With her mother nights before, your palm on the cold marble brings you back and you remember your forehead pressed to shower tile, contemplating how hard you could manage, how able you would be to crush your own bones and drain slowly out of the world. But in this happy tent there is no place for that thought, and you don't find it again until later.

Here in the tent, you say things that are equally true, and more powerful than those bleached-out memories. You say that you knew you'd have to lose your best friend to her husband, but you'd assumed it would hurt. No one told you it would happen so smoothly, so naturally that you wouldn't notice until it was done. A pain outweighed by sweetness. Faces blurred not by wine but by joyful tears.
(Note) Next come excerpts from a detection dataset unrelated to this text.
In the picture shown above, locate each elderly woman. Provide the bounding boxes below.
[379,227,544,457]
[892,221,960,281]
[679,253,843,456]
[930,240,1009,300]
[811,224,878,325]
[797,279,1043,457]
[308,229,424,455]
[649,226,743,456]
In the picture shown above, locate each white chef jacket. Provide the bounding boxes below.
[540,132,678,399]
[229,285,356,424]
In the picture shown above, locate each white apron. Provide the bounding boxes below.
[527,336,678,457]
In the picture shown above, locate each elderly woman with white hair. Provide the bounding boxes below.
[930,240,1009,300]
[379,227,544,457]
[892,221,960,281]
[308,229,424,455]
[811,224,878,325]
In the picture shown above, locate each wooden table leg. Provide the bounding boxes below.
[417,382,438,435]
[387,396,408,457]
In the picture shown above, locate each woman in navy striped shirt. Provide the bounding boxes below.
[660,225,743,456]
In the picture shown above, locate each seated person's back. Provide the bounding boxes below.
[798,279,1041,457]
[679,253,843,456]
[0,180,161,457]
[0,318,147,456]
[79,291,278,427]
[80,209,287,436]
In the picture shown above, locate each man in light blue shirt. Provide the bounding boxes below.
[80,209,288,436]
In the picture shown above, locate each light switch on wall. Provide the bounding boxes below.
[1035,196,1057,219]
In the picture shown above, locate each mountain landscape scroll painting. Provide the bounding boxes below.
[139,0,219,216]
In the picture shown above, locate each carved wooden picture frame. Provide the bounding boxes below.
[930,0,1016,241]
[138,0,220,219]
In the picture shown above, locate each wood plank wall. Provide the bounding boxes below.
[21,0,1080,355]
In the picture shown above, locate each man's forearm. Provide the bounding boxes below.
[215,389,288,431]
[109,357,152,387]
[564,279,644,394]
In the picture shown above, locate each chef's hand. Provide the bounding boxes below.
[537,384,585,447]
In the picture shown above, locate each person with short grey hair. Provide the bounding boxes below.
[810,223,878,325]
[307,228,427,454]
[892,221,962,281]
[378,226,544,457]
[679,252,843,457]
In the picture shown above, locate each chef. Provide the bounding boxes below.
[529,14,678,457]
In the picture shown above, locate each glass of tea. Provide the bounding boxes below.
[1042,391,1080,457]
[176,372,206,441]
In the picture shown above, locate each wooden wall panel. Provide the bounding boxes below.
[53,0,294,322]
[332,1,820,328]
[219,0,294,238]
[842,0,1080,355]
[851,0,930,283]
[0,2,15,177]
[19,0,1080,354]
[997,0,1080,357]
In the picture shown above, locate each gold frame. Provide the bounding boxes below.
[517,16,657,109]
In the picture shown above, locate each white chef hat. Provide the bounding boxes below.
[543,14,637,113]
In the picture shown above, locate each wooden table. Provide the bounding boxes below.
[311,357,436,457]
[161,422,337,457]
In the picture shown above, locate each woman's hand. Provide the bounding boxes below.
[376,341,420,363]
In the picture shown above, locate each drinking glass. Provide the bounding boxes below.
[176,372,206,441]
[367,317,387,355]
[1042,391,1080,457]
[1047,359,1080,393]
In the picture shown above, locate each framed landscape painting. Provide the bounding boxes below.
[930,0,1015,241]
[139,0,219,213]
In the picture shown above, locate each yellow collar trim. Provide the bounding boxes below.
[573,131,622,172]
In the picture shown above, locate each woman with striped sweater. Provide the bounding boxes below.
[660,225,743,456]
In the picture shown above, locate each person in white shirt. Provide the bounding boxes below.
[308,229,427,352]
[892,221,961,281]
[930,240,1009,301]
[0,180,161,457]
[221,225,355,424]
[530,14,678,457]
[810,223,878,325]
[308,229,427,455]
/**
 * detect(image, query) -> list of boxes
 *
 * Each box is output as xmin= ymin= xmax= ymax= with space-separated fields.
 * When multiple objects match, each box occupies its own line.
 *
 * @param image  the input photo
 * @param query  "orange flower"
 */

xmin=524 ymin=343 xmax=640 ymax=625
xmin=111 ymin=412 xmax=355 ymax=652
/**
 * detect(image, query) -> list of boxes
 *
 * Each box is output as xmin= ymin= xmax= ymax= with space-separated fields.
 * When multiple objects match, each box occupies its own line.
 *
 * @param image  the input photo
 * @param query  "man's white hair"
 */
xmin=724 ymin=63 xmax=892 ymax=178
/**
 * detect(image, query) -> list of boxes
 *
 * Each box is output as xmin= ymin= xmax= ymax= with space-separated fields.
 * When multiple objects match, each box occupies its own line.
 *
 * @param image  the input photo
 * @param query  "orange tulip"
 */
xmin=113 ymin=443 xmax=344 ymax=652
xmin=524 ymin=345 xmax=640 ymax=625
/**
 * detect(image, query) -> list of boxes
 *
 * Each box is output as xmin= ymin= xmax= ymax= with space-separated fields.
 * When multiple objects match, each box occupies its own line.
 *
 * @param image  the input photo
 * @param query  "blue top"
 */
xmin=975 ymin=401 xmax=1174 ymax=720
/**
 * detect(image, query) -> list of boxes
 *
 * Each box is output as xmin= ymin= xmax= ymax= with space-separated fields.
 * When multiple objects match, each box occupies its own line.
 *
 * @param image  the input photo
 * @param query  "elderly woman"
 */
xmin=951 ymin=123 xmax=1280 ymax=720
How often does the father say, "I'm not losing a daughter, I'm gaining a son"? Poetry I had loved but not fully understood until now. I was afraid of losing her--a truth I had buried in to-do lists and put-on busy-ness. But in the embers of the night, when I call her new last name and both of them turn toward me, I see the truth of it. What is lost is overcorrected by what is gained--not a second person, but a couple fully balanced and filled out by the other. My best friend as she was always meant to be, her best friend as he always aimed for, the both of them together as a united and singular thing. A love let loose into a world that in return will try to darken and crush and drain it--a love in need of allies and defenders, maids of honor, best friends.